The union of two simple planar graph have chromatic number $\leq 12$
Planar graphs satisfy $|E(G)| \le 3|V(G)|-6$, so the union of two planar graphs satisfies $|E(G)| \le 6|V(G)|-12$, which we can use to show that there is a vertex of degree less than $12$.
This leads us to a proof by induction: remove that vertex, color the rest, and then color that vertex. The inductive hypothesis applies because any subgraph of $G$ is also a union of two planar graphs: the corresponding subgraphs of $G_1$ and $G_2$.
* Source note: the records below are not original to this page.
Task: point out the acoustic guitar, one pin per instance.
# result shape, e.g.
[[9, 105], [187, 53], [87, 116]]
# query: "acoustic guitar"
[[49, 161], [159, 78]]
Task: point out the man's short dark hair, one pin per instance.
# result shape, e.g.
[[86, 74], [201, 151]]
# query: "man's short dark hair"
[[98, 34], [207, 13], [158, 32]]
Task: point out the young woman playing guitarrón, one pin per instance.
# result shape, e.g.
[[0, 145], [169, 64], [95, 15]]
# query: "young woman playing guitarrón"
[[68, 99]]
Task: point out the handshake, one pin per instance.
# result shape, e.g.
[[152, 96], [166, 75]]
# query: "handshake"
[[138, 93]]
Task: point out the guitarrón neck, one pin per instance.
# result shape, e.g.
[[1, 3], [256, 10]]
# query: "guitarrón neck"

Since $G_1$ and $G_2$ are planar, we have $|E(G_1)| \le 3|V(G_1)|-6$ and $|E(G_2)| \le 3|V(G_2)|-6$. Since $V(G_1) = V(G_2)$ given, let $V = V(G_1) = V(G_2)$ for convenience. Then we have $$|E(G_1)|+|E(G_2)| = |E(G_1 \cup G_2)| \le 6|V|-12$$ Now, by Handshaking Lemma, we also know that $$\sum_{v \in V}d_{G_1 \cup G_2}(v) = 2|E(G_1 \cup G_2)| \le 12|V| - 24$$ So, one can easily see that there exists a vertex $v \in V$ such that $d_{G_1 \cup G_2}(v) < 12\ (*)$. Now, we will use induction on $|V|$.
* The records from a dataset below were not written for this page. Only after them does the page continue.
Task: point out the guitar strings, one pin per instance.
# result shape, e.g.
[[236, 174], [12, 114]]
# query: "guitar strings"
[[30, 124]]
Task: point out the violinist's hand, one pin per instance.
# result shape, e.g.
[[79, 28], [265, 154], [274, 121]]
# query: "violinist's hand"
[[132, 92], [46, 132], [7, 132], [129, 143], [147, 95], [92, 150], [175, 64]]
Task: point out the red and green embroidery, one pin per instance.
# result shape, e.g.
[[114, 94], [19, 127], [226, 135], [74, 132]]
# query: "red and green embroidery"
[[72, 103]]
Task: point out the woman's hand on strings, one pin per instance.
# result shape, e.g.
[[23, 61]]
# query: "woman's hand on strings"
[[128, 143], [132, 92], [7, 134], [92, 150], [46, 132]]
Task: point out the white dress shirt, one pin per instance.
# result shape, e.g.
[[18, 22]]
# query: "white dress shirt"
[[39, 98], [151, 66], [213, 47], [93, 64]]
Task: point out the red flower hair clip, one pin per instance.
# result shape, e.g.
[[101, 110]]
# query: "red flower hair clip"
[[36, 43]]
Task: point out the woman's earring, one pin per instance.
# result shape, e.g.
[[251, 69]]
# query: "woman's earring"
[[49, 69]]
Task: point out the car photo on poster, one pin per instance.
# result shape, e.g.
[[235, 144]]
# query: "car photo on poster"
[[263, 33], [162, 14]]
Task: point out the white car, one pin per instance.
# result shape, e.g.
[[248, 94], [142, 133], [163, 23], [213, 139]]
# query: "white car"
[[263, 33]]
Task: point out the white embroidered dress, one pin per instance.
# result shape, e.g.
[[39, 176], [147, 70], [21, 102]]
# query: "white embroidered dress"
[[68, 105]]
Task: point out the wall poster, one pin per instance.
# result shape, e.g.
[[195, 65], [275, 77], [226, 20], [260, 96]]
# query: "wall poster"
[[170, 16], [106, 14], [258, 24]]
Now, if $|V| = 1$, the result is clear (actually it is clear for $|V| \le 12$). Now, suppose inductively it holds for planar graphs with $|V| = n$. Then, for a vertex set with $|V| = n+1$, consider a graph with vertex set $V-v$ (Note that removing a vertex cannot make a planar graph non-planar). Then, by induction hypothesis, we can color this graph with at most $12$ colors. Now add $v$ back with the removed edges. By $(*)$, $d_{G_1 \cup G_2}(v) < 12$ so we can color this vertex with at least one of the colors used in the graph with vertex set $V-v$ and we are done.